À l’origine, la notion de corps mystique désigne l’hostie du sacrement ; mais depuis le XIIe siècle, nous indique l’auteur, l’Église se désigne elle-même comme un corpus mysticum. En un mot, les autorités théologiques soutinrent qu’en plus de son corps individuel, le Christ possède un corps collectif, un corps mystique incarné par l’Église (dont la tête n’est autre que le Christ lui-même). Sécularisée sous l’impulsion de l’Église, l’idée de corps mystique fut de moins en moins mystique, devenant quasi synonyme de « corps politique ».

Il n’en fallut pas plus pour que l’État, en quête de sa propre sacralisation, se l’attribua à son avantage. C’est ainsi que le Prince devint la tête du corps mystique de l’État, de même que le Christ constituait la tête du corps mystique de l’Église. Kantorowicz relève dans de nombreux textes une métaphore, alors courante chez les écrivains politiques, qui évoque l’idée d’un mariage entre le souverain et son royaume. Métaphore là encore d’origine ecclésiastique : lors de son ordination, l’évêque recevait en effet un anneau épiscopal à la faveur duquel il devenait l’époux de son Église.

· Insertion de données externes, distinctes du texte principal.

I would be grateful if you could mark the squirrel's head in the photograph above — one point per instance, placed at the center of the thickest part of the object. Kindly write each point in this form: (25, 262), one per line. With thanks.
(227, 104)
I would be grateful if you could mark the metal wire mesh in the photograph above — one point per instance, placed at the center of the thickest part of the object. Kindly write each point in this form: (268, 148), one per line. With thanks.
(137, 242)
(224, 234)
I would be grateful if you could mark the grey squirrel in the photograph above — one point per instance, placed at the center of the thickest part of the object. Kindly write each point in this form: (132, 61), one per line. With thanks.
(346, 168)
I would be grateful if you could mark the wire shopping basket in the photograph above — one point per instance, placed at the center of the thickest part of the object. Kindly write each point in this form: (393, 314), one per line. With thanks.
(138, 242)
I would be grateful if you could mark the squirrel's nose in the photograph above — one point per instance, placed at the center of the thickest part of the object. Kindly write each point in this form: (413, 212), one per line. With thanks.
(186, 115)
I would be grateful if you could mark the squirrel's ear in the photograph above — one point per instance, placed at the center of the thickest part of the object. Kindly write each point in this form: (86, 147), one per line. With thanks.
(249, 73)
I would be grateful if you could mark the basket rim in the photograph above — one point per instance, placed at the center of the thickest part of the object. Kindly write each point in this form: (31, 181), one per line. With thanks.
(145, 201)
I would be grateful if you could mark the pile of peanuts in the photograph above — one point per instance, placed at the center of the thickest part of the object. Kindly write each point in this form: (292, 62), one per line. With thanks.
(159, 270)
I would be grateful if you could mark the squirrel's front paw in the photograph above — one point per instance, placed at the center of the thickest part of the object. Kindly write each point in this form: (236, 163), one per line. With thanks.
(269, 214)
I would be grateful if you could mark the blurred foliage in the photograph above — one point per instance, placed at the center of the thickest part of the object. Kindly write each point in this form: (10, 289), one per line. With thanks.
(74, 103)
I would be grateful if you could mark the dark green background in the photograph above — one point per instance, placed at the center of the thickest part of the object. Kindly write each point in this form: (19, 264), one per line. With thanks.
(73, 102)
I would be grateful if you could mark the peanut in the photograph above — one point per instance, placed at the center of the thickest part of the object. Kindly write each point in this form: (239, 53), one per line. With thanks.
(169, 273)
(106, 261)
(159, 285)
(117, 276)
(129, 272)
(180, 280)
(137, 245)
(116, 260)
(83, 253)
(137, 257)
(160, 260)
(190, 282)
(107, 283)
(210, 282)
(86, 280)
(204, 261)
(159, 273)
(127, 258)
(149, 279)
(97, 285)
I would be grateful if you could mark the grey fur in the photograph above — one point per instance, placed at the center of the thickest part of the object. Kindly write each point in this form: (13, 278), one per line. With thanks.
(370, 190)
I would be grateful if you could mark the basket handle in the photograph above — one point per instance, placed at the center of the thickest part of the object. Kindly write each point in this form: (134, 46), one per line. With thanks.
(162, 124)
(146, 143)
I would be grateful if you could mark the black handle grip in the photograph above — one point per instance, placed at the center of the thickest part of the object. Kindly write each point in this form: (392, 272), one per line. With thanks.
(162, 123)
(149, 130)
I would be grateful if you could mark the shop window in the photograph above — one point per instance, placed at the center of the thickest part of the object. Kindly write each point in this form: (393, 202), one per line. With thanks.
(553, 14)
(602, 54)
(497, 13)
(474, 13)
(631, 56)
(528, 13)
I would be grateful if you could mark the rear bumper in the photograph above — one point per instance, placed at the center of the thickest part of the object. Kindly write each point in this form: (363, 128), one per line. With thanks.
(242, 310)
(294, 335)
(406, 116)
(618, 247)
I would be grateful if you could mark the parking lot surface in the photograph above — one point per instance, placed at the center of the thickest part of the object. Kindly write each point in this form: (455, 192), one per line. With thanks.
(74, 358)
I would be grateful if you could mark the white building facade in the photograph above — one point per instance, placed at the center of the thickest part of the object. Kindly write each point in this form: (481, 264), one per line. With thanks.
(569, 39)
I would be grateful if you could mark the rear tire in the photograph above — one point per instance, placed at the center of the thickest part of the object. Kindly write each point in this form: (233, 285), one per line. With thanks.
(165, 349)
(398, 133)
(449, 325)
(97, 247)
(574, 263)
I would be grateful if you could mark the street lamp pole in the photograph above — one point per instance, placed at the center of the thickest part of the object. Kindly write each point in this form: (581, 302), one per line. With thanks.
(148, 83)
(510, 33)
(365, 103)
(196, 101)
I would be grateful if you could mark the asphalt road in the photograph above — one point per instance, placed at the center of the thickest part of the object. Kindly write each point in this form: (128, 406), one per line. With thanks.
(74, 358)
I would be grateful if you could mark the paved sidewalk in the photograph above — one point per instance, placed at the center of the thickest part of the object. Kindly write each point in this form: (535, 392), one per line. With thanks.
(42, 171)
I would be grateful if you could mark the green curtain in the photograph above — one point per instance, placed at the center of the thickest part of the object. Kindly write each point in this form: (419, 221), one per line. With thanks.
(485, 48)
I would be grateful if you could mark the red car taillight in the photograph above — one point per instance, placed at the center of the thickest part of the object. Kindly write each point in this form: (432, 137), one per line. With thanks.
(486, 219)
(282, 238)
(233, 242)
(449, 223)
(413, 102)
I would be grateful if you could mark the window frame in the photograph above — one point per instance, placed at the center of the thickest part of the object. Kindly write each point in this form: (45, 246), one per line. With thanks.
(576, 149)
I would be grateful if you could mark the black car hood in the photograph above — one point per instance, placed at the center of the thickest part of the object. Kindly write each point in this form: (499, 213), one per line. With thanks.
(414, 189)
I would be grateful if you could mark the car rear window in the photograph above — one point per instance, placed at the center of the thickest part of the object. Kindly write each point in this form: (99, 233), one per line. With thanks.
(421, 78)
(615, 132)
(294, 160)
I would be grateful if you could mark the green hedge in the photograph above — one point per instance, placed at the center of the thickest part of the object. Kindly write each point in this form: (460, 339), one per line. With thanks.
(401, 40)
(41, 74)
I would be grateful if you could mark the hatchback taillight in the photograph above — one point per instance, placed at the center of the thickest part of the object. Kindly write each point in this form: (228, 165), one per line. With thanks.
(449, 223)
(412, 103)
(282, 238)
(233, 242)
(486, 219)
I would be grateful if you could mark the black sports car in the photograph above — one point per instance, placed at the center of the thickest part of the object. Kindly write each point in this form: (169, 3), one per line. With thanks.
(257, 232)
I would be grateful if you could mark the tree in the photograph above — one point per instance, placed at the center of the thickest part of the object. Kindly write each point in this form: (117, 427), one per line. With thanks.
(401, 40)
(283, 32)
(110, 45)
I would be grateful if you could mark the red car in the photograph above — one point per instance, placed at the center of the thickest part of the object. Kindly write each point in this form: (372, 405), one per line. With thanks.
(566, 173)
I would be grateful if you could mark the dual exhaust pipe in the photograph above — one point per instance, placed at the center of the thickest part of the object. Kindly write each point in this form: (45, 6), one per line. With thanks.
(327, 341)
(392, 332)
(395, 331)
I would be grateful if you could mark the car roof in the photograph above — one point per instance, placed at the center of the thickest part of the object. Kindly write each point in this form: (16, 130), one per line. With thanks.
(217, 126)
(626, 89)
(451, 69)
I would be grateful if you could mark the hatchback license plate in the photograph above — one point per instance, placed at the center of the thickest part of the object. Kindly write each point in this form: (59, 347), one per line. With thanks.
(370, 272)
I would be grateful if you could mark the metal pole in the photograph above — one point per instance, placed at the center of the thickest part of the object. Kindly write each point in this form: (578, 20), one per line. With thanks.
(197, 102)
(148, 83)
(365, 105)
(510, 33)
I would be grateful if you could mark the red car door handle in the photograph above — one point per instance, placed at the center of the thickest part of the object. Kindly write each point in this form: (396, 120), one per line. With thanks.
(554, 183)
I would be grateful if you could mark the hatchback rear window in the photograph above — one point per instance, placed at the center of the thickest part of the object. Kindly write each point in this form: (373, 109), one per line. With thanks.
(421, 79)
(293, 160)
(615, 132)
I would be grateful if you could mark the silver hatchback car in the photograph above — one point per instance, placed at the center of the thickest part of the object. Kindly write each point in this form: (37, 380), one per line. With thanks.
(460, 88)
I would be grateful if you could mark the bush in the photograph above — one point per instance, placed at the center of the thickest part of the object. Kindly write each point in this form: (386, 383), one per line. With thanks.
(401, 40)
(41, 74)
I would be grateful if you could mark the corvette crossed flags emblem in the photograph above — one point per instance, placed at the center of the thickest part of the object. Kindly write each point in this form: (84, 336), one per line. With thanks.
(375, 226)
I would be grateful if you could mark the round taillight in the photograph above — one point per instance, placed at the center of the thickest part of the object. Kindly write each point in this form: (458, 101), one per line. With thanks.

Ces nouvelles conditions politiques vont faire du roi, à certains endroits, le père de la patrie. La notion de patrie, élevée au pinacle durant l’Antiquité classique, s’est désintégrée à l’époque féodale, où les rapports entre le seigneur et son vassal déterminaient la totalité de la vie politique. Elle s’est cependant maintenue dans l’Église : la Jérusalem céleste étant la véritable patria du chrétien. Mais au début du XIVe siècle, une propagande patriotique se met en œuvre : la mort du citoyen pour sa patrie prend une valeur égale à la mort du chrétien pour sa foi ou la Terre sainte. En France, Philippe le Bel fit appel à l’amor patriae de chaque sujet du royaume pour poursuivre l’effort de guerre. Les légistes, remarque Kantorowicz, insistent alors dans leurs essais sur la nécessité du sacrifice du citoyen pour sa patrie et son roi. Donner sa vie pour le corps politique de la France et celui qui en constitue la tête promet des récompenses spirituelles similaires à celles accordées jadis aux croisés, et conduit officiellement au martyr.

Le roi ne meurt jamais

La couronne du Saint-Empire,
conservée au Trésor impérial de
Vienne

À la fin du Moyen Âge, les experts juridiques pensèrent le peuple sur le modèle des corporations : ils en firent une communauté « qui ne meurt jamais ». Mais la tête du corps politique, elle, ne laisse point d’être sujette à la mort. Et naturellement, la continuité du corps est difficile à comprendre si celle de la tête lui fait défaut. L’enjeu, toutefois, n’est pas simplement d’ordre conceptuel :  il en va de la stabilité du royaume. Assurer la continuité de la tête royale doit permettre de repousser les potentiels dangers qui surviennent lors des périodes d’interrègnes. Aux yeux de Kantorowicz, trois facteurs vont consolider l’idée d’un rex qui nunquam moritur : la perpétuité de la dynastie, le caractère corporatif de la couronne et l’immortalité de la dignité royale.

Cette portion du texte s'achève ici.